Render Baking !

OOoooooohhh.
I almost missed it, but in CVS we now have render baking:

http://img170.imageshack.us/img170/5126/screenshothf8.th.png

http://img296.imageshack.us/img296/6769/screenshot1ro0.th.png

I loved Braybaker before, but b/c it was in python there was a severe speed penalty, this is super charged turbo fast in comparison. (sorry, braybaker author, we love you)
Here’s Ton explanation:
http://www.blender.org/cms/Render_Baking.827.0.html

wzzl

Umm, yeah, I think you did miss it : :smiley:
http://blenderartists.org/forum/showthread.php?t=82705

Now could you explain to we of the baker-deprived knowledge, just what it’s used for … and an example of how to use it? :slight_smile:

Mike

Do you want a tutorial here or in the wiki?
As it’s in cvs, i’d like to wait until 2.43.

Anywho, this functionality has many uses:
well-lit VR models, f.i. Google-Earth,x3d or blenderpublisher
AO map as a stencilmap for dirt etc
Speed up animation renders by baking light, AO and shadow

more

…Another use is for game creation, you can render everything offline, and then map it as textures onto the mesh for realtime display. Sorta like light maps.

One question before I give it a spin: do you have to manually assign a UV layout? Or does blender automatically upwraps the model into an ‘ideal’ UV layout?

yes you have to manually asssign UVs yourself and add a blank image (can be done within blender) before you can bake :smiley:

The basics of ‘Speed up animation renders by baking light, AO and shadow’ would be appreciated.

thanks

A tutorial would be great, but even a condensed 10-20 line set of instructions would be ok just to start with.

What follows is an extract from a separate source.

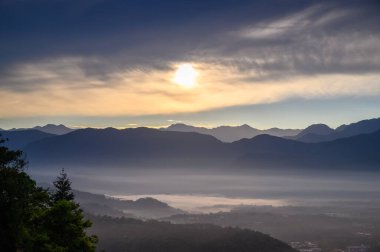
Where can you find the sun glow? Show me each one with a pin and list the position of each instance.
(185, 76)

I thought that it might be used for the E.D. scene files, for example, which use a lot of textures on the characters. I loaded up one of the scenes, selected all of Proogs mesh parts and selected “full render” bake.

After doing that, I did another render, thinking that the “baked” textures were “cached” or something, but the render didn’t seem to be progressing any faster than normal. So I guess I missed a step … or two.

Mike

i like the normals baking you can use it as a normal map for a lowpoly or non subsurfed model.